I’m showing my ignorance here but, try as I might, I haven’t found the answer in the literature or in the forum. How do I specify a BYM2-style model (Riebler et al., 2016) to account for spatial autocorrelation when the outcome is a continuous variable?

I love how easy it is to estimate spatial conditional autoregressive structures in brms and have done so for various generalized linear models. I now want to analyze some continuous spatial data. I believe that the BYM2 is not identified for continuous data as the residual variance is estimated both by \sigma, the residual standard deviation in the normal likelihood, and by \sigma_\text{CAR} and \rho_\text{CAR}, the total standard deviation across locations and the proportion of variance from the spatially structured effect. (I provide a simulated example below which indeed shows poor convergence.) Is there a way to model spatial continuous data in a way that has the same straight-forward interpretation as the \sigma_\text{CAR} and \rho_\text{CAR} parameters in the BYM2 model?

# Load packages
library(brms)

# Set seed
set.seed(8701309)

# Generate spatial data
east <- north <- 1:10
Grid <- expand.grid(east, north)
K <- nrow(Grid)

# Set up distance and neighbourhood matrices
distance <- as.matrix(dist(Grid))
W <- array(0, c(K, K))
W[distance == 1] <- 1 	
rownames(W) <- 1:K

# Generate covariates and response data
x1 <- rnorm(K)
x2 <- rnorm(K)
phi <- rmulti_normal(
  1, mu = rep(0, K), Sigma = 0.4 * exp(-0.1 * distance)
)
mu <- x1 + x2 + phi
y <- rnorm(K, mu)
dat <- data.frame(k = 1:K, y, x1, x2)

# Fit a CAR model
fit <- brm(
  y ~ x1 + x2 + car(W, gr = k, type = "bym2"),
  data = dat, 
  data2 = list(W = W),
  family = gaussian()
)

Thank you!

1 Like

I think that maybe car(... type = "icar") might accomplish what you need?

The key issue is not that your response is continuous, but rather that with the gaussian family the residual is confounded with a random effect of observation (if you had multiple observations per cell, then there wouldn’t be an issue with bym2 even though the response is continuous). I think that the icar type in brms is just the conditional autoregressive component, with no additional variance. Thus, with one observation per cell the combination of the icar and the gaussian() family yields the BYM model. If you really need the bym2 parameterization of this model, you might be able to include a bym2 component while constraining the residual sd to be very close to zero via the prior.

1 Like

Hi @nkreimer This sounds like a good application for the CAR model.

I’m not sure its available in brms (as a likelihood for your observations). But if you’re interested in exploring this option you should be able to get results for simple models pretty quickly suing geostan.

You’d get posterior distributions for \rho (the spatial autocorrelation term) and \tau (a scale parameter:

y \sim Gau( \mu, (I - \rho C)^{-1}M
where M is a diagonal matrix with diagonal elements equal to \tau \cdot m_{i,i} (some constant terms that depend on the specification you choose).

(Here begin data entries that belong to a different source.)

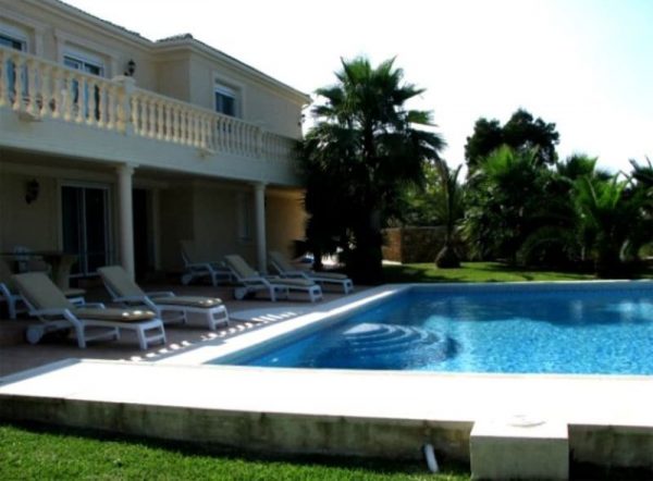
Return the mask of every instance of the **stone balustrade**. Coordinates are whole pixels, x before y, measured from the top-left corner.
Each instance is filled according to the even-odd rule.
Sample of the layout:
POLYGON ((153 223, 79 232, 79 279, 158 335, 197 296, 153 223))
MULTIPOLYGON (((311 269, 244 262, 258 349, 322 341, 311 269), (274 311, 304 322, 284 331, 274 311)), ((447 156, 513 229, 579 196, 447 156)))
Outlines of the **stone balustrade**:
POLYGON ((292 161, 294 140, 259 125, 0 47, 0 109, 201 149, 292 161))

The model has an implicit spatial trend that you can calculate (if using geostan it can be returned using the spatial method with the fitted model).

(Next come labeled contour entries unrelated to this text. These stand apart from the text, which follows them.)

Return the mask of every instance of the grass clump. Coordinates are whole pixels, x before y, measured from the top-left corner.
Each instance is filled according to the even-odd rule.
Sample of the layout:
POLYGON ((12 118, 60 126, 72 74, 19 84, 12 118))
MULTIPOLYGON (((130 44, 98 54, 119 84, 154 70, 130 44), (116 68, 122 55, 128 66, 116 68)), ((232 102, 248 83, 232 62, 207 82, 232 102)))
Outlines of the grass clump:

This will also allow you to use the distance-based specification if that’s what you need.

4 Likes

Thank you, @cmcd, I hadn’t come across your package. I will give it a spin!

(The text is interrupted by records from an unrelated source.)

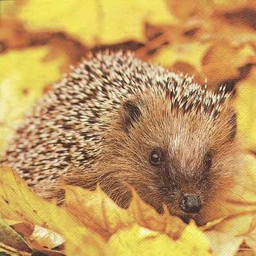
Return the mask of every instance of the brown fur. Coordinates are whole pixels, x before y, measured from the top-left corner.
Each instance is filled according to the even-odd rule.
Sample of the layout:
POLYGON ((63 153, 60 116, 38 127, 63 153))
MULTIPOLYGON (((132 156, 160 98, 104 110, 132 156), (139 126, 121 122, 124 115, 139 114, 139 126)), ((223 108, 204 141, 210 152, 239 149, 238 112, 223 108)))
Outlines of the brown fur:
POLYGON ((63 200, 63 184, 92 189, 99 183, 127 207, 129 184, 158 211, 165 204, 172 214, 197 219, 200 213, 181 210, 184 195, 199 196, 204 214, 239 169, 228 98, 223 88, 210 92, 131 54, 100 54, 38 103, 3 163, 47 198, 63 200), (150 163, 154 150, 160 166, 150 163))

Thank you for your thoughts! I tried that option and, while it doesn’t have the same problems, it has other issues. It performs fine in the toy example I provided but, when applied to the real data, posterior samples for the sdcar and sigma parameters are highly correlated. Both parameters have only small effective sample sizes and large rhat values. I wonder if there’s a way to reparameterize the model or find a better prior for the variances. (I am using fairly weak Half-Student-t priors right now.)

@nkreimer did you ever end up reaching a solution on this? I referenced your post here as I am encountering similar issues.